Famed NBA Trainer Tim Grover Says Brandon Ingram’s Rapid Weight Gain Might Be ‘Dangerous’

When the Ben Simmons-Brandon Ingram debate raged before the NBA Draft, it was clear the top two prospects of the 2016 class were a study in contrasts. At his best, Simmons could be a transcendent player who redefines a position. Ingram, on the other hand, has a clear template to follow in Kevin Durant. Simmons has multifaceted concerns like his inability to shoot and his inconsistent effort, and Ingram has a big one: He’s really skinny, maybe upsettingly so. Even with a massive weight gain in college, he’s got a long way to go before he looks like he has an NBA body.

However, it no longer seems that Ingram will continue bulking up at such a rapid pace now that he’s a Los Angeles Laker, primarily because it’s unsafe to do so. Tim Grover, a longtime NBA trainer who’s worked with Michael Jordan and Kobe Bryant, outlined the problem with skinny prospects trying to fill out all at once to ESPN’s Baxter Holmes:

“That’s how they’re going to fail in the NBA,” Grover says. “[Weight gain should be] a slow process. These are basketball players. These aren’t body builders. They move. They perform. They have to perform out there. So they know how their body feels. You can’t just pack all this amount of weight on there and expect them to still be able to have the shooting touch and move the same way.”

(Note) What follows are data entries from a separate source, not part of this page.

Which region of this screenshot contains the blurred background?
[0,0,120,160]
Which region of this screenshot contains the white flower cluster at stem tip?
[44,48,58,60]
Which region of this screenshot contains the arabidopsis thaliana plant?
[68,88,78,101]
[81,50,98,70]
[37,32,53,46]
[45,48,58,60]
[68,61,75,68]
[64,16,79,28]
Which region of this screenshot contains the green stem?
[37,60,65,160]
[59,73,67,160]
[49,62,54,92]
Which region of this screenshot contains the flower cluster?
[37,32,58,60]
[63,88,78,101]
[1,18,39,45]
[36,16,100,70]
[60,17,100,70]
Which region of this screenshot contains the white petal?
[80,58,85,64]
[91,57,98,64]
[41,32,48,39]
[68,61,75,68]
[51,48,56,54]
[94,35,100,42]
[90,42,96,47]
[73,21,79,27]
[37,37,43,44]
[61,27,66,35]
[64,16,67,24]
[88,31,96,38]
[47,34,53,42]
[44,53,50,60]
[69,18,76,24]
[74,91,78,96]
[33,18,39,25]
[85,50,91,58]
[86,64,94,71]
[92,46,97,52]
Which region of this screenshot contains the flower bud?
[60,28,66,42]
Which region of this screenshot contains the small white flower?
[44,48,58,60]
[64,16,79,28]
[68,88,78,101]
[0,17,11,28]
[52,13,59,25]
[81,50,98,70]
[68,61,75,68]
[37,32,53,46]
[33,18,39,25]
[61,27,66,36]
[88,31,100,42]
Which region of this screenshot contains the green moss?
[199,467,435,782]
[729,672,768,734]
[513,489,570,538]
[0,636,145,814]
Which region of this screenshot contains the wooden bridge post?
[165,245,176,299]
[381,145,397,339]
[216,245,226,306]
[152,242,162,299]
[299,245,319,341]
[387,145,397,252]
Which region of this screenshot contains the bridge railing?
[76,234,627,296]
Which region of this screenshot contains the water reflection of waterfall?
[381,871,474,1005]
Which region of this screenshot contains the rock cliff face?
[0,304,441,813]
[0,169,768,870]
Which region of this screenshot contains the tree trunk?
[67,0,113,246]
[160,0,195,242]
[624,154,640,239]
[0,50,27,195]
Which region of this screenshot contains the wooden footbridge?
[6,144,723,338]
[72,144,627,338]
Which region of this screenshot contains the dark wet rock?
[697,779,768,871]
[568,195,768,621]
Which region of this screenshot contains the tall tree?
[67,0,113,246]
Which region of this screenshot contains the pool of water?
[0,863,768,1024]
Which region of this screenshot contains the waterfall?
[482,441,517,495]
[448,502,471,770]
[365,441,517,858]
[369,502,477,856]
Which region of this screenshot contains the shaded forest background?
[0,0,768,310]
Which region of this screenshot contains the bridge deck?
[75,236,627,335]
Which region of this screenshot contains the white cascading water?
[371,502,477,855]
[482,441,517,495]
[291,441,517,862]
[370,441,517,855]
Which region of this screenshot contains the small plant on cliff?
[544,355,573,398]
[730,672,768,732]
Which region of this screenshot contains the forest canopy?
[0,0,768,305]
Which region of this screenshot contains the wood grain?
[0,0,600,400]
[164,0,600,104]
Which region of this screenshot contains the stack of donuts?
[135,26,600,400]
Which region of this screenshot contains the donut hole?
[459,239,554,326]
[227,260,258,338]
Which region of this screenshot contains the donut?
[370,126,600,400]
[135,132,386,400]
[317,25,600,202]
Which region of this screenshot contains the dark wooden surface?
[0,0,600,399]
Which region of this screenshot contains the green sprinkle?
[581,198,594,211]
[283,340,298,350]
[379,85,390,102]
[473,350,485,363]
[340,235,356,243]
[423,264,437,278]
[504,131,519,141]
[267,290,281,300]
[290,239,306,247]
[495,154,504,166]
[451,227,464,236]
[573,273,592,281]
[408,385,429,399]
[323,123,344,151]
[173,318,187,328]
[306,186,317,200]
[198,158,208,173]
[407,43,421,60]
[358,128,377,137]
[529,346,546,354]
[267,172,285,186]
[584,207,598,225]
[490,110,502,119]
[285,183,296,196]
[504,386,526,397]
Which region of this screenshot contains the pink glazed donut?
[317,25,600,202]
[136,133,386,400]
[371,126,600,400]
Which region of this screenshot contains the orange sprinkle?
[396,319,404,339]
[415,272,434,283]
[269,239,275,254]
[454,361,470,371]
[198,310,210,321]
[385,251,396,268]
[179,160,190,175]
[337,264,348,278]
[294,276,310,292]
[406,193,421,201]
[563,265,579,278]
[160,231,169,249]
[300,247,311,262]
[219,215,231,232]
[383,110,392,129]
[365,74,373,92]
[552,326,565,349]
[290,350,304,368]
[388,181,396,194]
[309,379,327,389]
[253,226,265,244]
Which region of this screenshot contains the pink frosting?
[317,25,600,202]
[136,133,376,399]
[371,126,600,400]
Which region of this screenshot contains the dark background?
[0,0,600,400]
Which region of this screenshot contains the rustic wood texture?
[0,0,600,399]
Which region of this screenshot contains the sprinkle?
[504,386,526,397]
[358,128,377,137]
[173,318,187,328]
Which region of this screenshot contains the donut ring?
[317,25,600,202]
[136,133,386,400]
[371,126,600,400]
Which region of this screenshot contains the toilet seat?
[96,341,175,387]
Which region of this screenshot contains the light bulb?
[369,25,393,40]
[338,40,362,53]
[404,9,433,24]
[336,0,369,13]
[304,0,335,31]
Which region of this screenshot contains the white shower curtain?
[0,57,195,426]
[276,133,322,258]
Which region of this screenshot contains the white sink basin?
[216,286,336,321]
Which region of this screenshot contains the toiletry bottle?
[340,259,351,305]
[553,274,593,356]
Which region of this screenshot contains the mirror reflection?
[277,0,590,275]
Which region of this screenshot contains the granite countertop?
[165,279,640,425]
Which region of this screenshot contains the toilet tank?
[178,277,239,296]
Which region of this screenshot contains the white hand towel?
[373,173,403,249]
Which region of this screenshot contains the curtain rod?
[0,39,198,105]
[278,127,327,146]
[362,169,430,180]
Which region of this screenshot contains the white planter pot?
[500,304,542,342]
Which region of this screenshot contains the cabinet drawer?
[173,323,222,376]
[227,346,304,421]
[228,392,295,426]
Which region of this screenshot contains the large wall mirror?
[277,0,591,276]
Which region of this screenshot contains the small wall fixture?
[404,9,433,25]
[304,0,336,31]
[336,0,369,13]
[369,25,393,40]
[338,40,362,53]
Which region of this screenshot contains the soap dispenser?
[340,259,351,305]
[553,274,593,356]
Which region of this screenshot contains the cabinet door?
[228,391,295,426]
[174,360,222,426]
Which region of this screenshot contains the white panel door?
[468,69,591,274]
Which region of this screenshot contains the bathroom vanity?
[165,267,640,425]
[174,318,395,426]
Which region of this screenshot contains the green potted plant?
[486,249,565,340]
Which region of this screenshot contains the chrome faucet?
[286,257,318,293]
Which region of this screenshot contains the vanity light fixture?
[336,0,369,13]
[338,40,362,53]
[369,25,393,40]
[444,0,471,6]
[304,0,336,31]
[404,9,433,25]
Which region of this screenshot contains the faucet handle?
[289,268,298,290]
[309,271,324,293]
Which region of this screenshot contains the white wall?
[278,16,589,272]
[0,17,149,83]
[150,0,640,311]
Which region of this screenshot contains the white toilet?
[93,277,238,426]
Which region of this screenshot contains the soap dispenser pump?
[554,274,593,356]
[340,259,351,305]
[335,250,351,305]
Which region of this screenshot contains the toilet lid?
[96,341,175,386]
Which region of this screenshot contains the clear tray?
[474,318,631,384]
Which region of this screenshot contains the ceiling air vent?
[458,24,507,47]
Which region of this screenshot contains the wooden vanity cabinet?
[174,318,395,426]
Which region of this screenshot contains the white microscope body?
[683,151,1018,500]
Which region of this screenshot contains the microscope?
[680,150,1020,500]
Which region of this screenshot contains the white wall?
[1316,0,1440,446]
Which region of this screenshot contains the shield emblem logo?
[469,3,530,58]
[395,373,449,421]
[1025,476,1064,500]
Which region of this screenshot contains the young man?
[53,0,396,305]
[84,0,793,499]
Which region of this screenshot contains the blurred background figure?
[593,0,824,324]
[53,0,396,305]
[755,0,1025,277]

Throughout his Duke career and leading up to the draft, ESPN reports that Ingram was eating 5,000 to 6,000 calories per day spread across six meals. He described the constant gorging as “sickening,” and if it sounds like heaven to you, wait until you have to do it for a year.

To their credit, the Lakers seem like they are content to let Ingram follow the Durant timeline, with gradual weight gain year to year. Head coach Luke Walton said, “He’s young. He’ll grow into it,” and GM Mitch Kupchak insisted the process would happen “naturally.”